Nowitschok: Lebenszeichen von Julia Skripal?

Julia Skripal auf einem Video vom 23. Mai 2018, in dem sie einen Text vorlas. Screenshot von YouTube-Video

Die Skripal-Tochter, die angeblich noch in UK getrennt von ihrem Vater lebt, soll ihre Kusine Viktoria angerufen haben. Anlass auch, die Nowitschok-Fälle Nawalny, Skripal und in Amesbury noch einmal zu betrachten

Es gibt ein Lebenszeichen von Julia Skripal, nachdem sie und ihr Vater Sergei nach dem mutmaßlichen Nowitschok-Anschlag in Salisbury im März 2018 abgetaucht waren. Julia soll am 21. November ihre Cousine Viktoria Skripal, die mit Sergeis Mutter zusammen lebt, angerufen haben, berichtet die Zeitung Moskowskij Komsomolez. Dort wurde eine Abschrift des Gesprächs veröffentlicht, aber nicht das Gespräch selbst, so dass sich nicht verifizieren lässt, ob es sich wirklich um Julia handelt.
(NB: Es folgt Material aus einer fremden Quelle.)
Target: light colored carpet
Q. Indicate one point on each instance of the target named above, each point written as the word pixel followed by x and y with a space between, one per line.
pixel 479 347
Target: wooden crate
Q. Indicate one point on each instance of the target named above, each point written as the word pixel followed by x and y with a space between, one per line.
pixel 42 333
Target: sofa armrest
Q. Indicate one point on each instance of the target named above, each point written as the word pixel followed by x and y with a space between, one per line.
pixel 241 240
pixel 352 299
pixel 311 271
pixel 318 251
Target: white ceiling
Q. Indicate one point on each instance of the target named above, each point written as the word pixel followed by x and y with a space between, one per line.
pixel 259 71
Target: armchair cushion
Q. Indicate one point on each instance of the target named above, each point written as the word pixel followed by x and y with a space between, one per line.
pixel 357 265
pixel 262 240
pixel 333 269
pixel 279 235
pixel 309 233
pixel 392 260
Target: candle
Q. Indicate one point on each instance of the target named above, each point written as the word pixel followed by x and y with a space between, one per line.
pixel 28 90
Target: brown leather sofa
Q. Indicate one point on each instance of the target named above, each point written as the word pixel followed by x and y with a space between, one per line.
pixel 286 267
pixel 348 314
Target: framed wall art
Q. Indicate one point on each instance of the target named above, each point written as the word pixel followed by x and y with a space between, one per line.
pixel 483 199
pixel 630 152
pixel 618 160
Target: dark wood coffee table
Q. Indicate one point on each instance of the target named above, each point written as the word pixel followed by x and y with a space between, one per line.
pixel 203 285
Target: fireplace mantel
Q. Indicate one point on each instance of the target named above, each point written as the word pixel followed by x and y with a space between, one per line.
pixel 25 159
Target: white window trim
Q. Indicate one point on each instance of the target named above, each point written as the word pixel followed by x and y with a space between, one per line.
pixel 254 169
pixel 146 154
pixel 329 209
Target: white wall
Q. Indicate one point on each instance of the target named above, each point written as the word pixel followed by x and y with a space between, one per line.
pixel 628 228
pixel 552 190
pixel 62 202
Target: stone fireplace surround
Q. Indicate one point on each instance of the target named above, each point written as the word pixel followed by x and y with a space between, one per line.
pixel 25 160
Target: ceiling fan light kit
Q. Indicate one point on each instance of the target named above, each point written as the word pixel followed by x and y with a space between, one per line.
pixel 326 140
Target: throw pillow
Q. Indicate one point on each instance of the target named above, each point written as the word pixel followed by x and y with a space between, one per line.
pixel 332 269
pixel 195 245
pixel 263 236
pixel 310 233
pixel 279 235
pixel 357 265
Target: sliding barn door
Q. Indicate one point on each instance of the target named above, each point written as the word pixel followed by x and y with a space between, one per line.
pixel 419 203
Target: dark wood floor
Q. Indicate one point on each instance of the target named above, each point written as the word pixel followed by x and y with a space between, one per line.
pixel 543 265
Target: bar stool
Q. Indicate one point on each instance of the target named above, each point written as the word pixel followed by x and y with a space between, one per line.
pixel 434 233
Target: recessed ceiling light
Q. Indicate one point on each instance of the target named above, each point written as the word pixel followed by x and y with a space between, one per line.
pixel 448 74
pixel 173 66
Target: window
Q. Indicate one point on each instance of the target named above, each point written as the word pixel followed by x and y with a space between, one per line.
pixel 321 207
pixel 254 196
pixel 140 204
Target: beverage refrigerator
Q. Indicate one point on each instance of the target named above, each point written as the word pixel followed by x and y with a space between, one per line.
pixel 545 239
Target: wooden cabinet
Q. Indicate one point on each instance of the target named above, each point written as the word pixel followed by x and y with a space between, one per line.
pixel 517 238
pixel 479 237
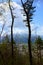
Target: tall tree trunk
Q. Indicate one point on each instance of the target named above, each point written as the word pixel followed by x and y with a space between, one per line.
pixel 29 44
pixel 12 31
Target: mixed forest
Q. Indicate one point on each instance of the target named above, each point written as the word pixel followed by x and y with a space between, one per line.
pixel 12 53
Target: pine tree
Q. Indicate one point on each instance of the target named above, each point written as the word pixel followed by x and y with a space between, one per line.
pixel 29 10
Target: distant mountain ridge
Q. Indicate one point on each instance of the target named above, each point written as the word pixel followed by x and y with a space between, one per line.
pixel 22 38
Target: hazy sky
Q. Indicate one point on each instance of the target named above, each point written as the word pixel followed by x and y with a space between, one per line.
pixel 37 19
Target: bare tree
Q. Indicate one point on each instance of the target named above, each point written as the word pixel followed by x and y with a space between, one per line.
pixel 29 10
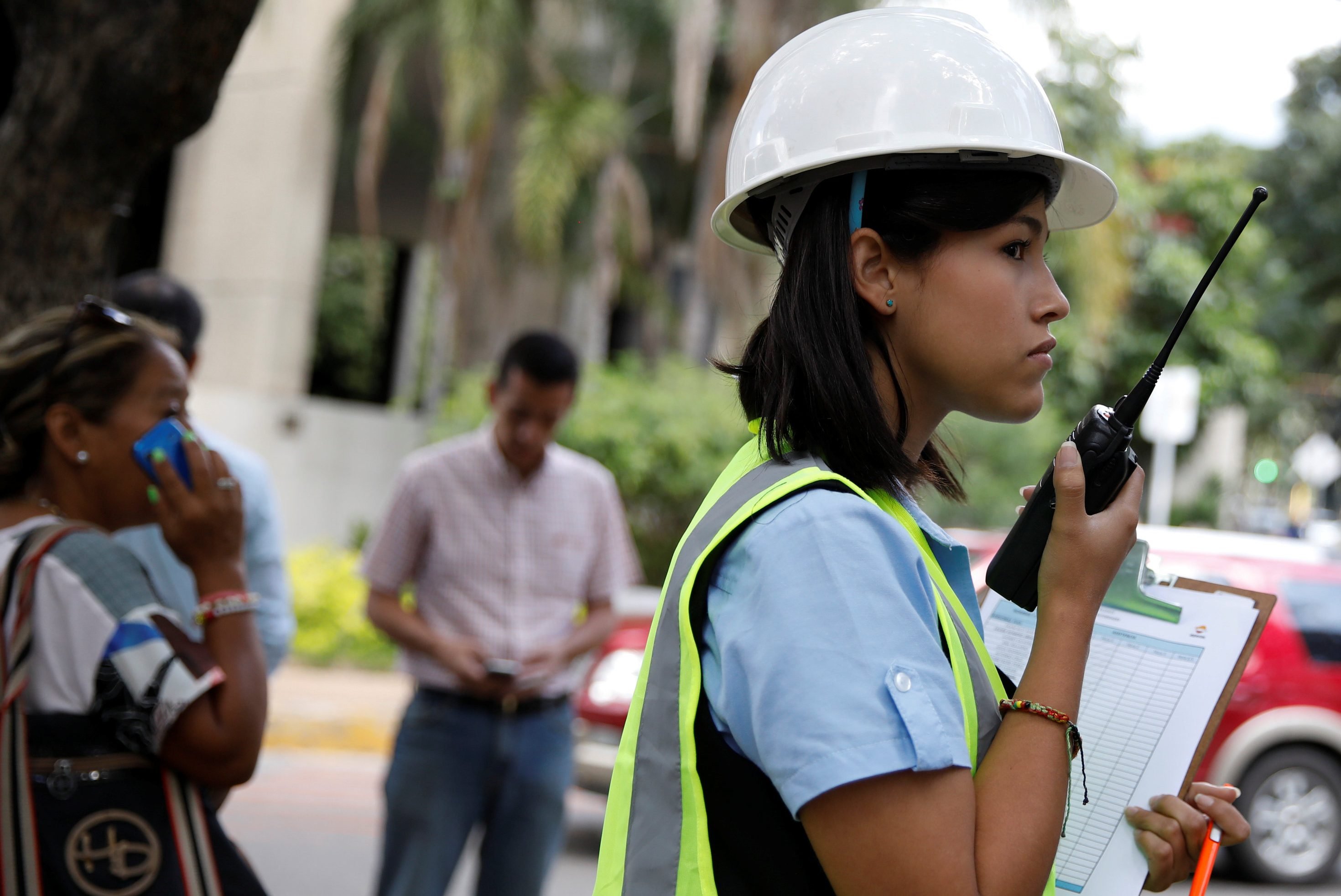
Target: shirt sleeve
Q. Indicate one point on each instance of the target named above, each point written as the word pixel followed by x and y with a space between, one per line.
pixel 616 565
pixel 396 549
pixel 815 615
pixel 266 572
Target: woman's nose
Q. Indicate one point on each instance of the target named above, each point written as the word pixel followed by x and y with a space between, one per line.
pixel 1052 305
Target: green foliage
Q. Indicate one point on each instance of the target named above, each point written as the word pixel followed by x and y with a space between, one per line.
pixel 665 432
pixel 348 355
pixel 329 600
pixel 562 140
pixel 1129 278
pixel 1304 176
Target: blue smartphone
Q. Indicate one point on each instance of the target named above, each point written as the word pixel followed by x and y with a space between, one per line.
pixel 168 435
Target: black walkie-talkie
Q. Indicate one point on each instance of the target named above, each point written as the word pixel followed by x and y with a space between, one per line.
pixel 1104 442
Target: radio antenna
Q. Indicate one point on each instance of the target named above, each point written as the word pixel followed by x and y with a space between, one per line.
pixel 1133 403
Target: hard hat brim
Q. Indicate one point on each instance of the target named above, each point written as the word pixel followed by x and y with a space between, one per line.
pixel 1085 197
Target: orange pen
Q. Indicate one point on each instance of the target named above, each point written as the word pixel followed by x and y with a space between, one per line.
pixel 1210 847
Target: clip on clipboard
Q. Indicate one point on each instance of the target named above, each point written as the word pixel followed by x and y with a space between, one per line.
pixel 1128 589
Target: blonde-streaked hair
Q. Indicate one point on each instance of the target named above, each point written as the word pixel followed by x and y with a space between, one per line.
pixel 97 371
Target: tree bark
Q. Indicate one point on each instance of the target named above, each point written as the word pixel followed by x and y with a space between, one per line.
pixel 102 88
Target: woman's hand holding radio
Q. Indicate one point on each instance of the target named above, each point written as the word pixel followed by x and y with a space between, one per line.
pixel 203 526
pixel 1084 552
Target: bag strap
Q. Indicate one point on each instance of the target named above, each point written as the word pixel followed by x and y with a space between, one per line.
pixel 19 861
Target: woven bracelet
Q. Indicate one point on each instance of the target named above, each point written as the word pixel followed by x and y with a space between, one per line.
pixel 1073 745
pixel 224 604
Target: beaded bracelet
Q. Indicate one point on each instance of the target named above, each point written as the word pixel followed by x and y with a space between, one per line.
pixel 1073 744
pixel 224 604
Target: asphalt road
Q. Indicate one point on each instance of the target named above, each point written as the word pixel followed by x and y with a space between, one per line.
pixel 310 824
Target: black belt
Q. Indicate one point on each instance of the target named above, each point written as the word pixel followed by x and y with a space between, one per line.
pixel 65 776
pixel 506 706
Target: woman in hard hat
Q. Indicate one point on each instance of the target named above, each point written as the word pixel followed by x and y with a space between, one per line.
pixel 817 711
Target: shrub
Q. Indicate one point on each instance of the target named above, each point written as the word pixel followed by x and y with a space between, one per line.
pixel 329 600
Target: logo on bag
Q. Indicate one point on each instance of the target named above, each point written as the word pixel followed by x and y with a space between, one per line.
pixel 113 854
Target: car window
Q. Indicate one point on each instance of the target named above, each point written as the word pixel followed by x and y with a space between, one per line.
pixel 1317 613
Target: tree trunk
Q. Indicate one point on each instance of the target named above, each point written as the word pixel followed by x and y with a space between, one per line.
pixel 102 88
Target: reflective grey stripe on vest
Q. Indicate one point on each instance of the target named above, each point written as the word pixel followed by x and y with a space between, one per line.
pixel 989 711
pixel 656 811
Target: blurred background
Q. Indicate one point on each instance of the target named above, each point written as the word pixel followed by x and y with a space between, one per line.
pixel 372 196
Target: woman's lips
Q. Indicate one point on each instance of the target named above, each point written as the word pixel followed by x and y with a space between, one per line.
pixel 1041 351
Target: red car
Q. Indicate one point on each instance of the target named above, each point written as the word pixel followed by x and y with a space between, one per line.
pixel 1281 737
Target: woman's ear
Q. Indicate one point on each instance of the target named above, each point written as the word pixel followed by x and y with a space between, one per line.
pixel 875 273
pixel 68 432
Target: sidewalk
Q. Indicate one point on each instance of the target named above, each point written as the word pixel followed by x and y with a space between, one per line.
pixel 350 710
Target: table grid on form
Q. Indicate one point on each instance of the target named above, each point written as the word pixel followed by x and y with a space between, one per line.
pixel 1132 684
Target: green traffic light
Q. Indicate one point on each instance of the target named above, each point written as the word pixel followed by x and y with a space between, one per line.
pixel 1266 471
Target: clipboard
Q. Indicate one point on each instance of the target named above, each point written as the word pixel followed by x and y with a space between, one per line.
pixel 1128 593
pixel 1163 666
pixel 1265 604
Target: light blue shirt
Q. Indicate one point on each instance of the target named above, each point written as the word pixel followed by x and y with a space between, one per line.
pixel 813 612
pixel 263 552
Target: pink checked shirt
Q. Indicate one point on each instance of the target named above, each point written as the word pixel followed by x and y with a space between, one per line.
pixel 498 559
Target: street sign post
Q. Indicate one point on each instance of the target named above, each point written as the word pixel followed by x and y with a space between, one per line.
pixel 1170 420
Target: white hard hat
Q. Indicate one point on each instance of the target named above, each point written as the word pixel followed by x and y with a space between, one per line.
pixel 895 88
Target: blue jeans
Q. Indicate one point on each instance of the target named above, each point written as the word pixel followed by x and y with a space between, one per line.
pixel 457 767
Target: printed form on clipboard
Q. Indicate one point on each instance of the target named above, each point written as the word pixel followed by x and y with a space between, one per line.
pixel 1151 689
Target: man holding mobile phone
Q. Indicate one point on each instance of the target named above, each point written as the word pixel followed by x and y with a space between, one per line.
pixel 509 541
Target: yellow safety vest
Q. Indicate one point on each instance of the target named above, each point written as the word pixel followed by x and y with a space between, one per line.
pixel 656 792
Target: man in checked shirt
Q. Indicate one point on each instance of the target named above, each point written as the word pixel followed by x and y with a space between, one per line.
pixel 506 537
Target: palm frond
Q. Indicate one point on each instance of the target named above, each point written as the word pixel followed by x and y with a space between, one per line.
pixel 478 39
pixel 564 139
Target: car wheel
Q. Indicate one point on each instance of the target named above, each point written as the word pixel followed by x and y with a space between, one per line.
pixel 1292 797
Der vermeintliche Anschlag auf die Skripals ist alles andere als aufgeklärt (Und die Skripals?).

Die Zeitung hatte bereits 2019 von einem angeblichen Anruf von Sergei Skripal mit seiner Nichte Viktoria berichtet und die Audio-Aufzeichnung veröffentlicht. Der soll auf ihren Anrufbeantworter am 9. Mai 2019 gesprochen haben. Es gehe ihm und Julia gut. Er soll schon einen Monat zuvor einmal Viktoria angerufen und sie gerügt haben, sich nicht mehr in das Leben von Julia und ihm einzumischen. Welches Spiel Viktoria treibt, ist schwierig zu beurteilen, sie scheint jedenfalls die "Prominenz" der Nowitschok-Opfer für sich ausbeuten zu wollen, und sie hatte die - zudem leicht gekürzte - Abschrift auch der Zeitung gegeben.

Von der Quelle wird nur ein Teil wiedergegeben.